«On ne peut plus battre, dans nos démocraties, l’extrême droite simplement avec des arguments historiques et moraux». Le président Emmanuel Macron a confirmé son désaccord avec la Première ministre Elisabeth Borne ce 31 mai. «Cette extrême droite s’est transformée», a-t-il précisé. Avant d'ajouter : «Elle a beaucoup d’électeurs aujourd’hui qui ne votent pas pour cette histoire mais votent parce qu’ils se disent au fond on n’a pas encore essayé cela et ce qu’il nous propose paraît séduisant.»
Différences stratégiques
Le 30 mai, en Conseil des ministres, le président avait remis en place sa ministre en affirmant, selon Le Figaro citant un témoin : «Le combat contre l’extrême droite ne passe plus par des arguments moraux. Vous n’arriverez pas à faire croire à des millions de Français qui ont voté pour l’extrême droite que ce sont des fascistes.» «A ce moment-là, on s’est tous tournés vers elle pour la regarder : elle n’a pas bronché», rapporte encore la source du quotidien, qui ajoute: «Tout le monde a bien compris qu’elle était visée (...) Et il n’a rien fait pour qu’on pense le contraire.»

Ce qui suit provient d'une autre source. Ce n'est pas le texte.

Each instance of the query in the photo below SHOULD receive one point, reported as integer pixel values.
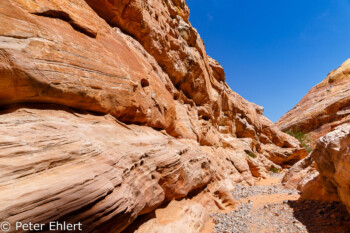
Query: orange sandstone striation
(110, 109)
(323, 108)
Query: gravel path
(271, 208)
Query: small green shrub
(274, 170)
(250, 154)
(302, 137)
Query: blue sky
(274, 51)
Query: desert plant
(302, 137)
(274, 169)
(250, 154)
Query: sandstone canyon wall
(323, 114)
(323, 108)
(110, 109)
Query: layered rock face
(111, 108)
(323, 108)
(333, 162)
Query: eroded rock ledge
(112, 108)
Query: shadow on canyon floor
(319, 217)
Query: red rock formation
(323, 108)
(112, 108)
(333, 161)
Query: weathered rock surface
(112, 108)
(323, 108)
(300, 174)
(333, 161)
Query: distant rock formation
(323, 108)
(110, 109)
(324, 114)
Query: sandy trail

Un recadrage qui faisait suite aux déclarations d’Elisabeth Borne le 28 mai, au micro du journaliste Frédéric Haziza sur Radio J. L’ancienne ministre socialiste avait qualifié le parti de Marine Le Pen d'«héritier de Pétain». Une sortie qui n’a donc pas seulement agacé les membres du Rassemblement national.
L’échiquier politique divisé
Le président a donc confirmé sa divergence avec Elisabeth Borne, bien qu'il lui ait renouvelé sa confiance à la fin de son allocution.
Les déclarations de la Première ministre puis le désaveu présidentiel ont entraîné une cascade de réactions politiques. A gauche, le coordinateur de La France insoumise Manuel Bompard, interrogé par la presse le 30 mai à l’Assemblée nationale, a pointé du doigt le fait que le président n’avait pas recadré sa ministre lorsque cette dernière «avait dit publiquement qu’elle considérait que la France insoumise, la Nupes, qui sont l’opposition républicaine, étaient plus dangereuses que le Rassemblement national».
Interrogé sur France Inter le 31 mai, le ministre de l’Économie Bruno Le Maire a, lui, soutenu son chef de gouvernement, affirmant que «le RN a une histoire et que la Première ministre est parfaitement fondée à rappeler cette histoire». A droite, c’est le chef de file des députés Les Républicains Olivier Marleix qui a également défendu Elisabeth Borne. Sur Public Sénat il a affirmé ce 31 mai : «A titre personnel, je n'oublie pas qu'il y avait Pierre Bousquet, un Waffen-SS, dans les fondateurs du FN.»
Des attaques qui renforcent le RN ?
Face à la polémique, le président du Rassemblement national Jordan Bardella a rappelé sur les ondes de RTL que figuraient, parmi les fondateurs du RN, des résistants comme Georges Bidault, successeur de Jean Moulin à la tête du Conseil national de la résistance. Et d’ajouter : «L’histoire est complexe et si on la rappelle pour notre mouvement (...) alors il faut la rappeler pour toutes les familles politiques.»
L'eurodéputé en a profité pour tancer Elisabeth Borne, celle-ci ayant longtemps été au Parti socialiste, parti ayant fait élire François Mitterrand, qui avait «reçu des mains du maréchal Pétain la francisque, c’est-à-dire la plus haute distinction du régime de Vichy». Il a également évoqué la proximité entre le président Mitterrand et l’un «des administrateurs du régime de Vichy, Monsieur Bousquet».
Un autre cadre du RN, l'élue du Var Laure Lavalette, estime même voir dans cette anicroche entre le président et la Première ministre «une dame sur le départ», «un dernier dérapage». «Elle a un peu craqué pour avoir sorti ça», a-t-elle ajouté.
En désavouant la cheffe du gouvernement, Emmanuel Macron a montré un nouveau signe de rupture avec Elisabeth Borne, qui n'aurait pas été, en 2022, le premier choix du président, selon des enquêtes de plusieurs médias. Souvent annoncée sur la sellette seulement un an après son arrivée aux commandes, éprouvée par la réforme des retraites, la Première ministre semble en sursis.